The arrival of another baby Guinness acted as proof. I should have left it because I had already consumed far too much alcohol, but unthinkingly I drank it My lack of thought proved beyond all doubt that I didn’t exist ‘I think therefore I am.’
‘I do not think, therefore I am not.’
I certainly didn’t think I was going to fall over. For anyone who existed it would have been most embarrassing. I was thankful that I didn’t fall into that category. Only into an unsightly heap on the pub carpet.

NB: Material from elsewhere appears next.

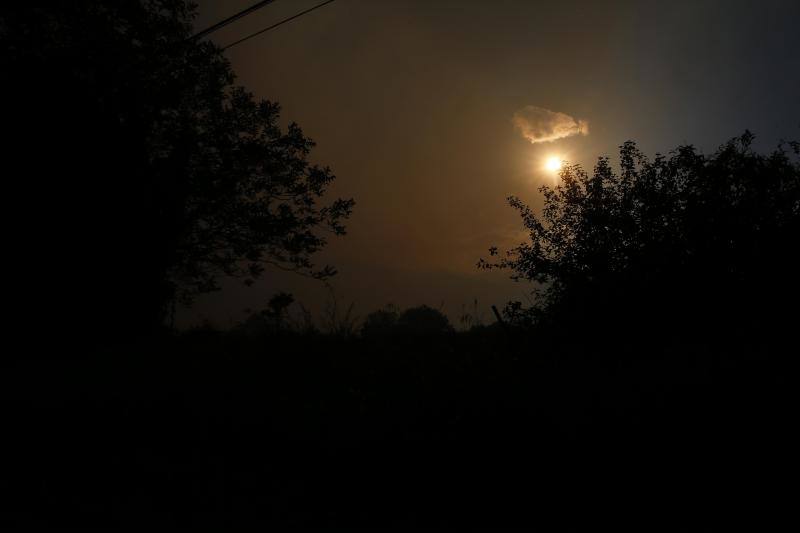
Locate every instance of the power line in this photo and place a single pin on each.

Morning brought the disappointment of discovering that I did exist I existed big time, with a throbbing head to prove it It was my own fault if I had remembered to take a Drambuie just before I had left the pub, then I wouldn’t have been in this sorry state. I lay in bed trying to remember how I had got there, but failed. Suddenly I thought ‘God, the fridge!’ but then saw it in the corner of my room looking back at me, almost admonishingly. I know that scientists will tell you that a fridge is incapable of feeling or expressing emotion, but what do they know? This fridge disapproved, and it wanted me to know it. It had no right to be reproachful, I should have been congratulated for getting it home at all, given that by the end of the night I was struggling to move myself about the place, never mind a domestic appliance on a trolley.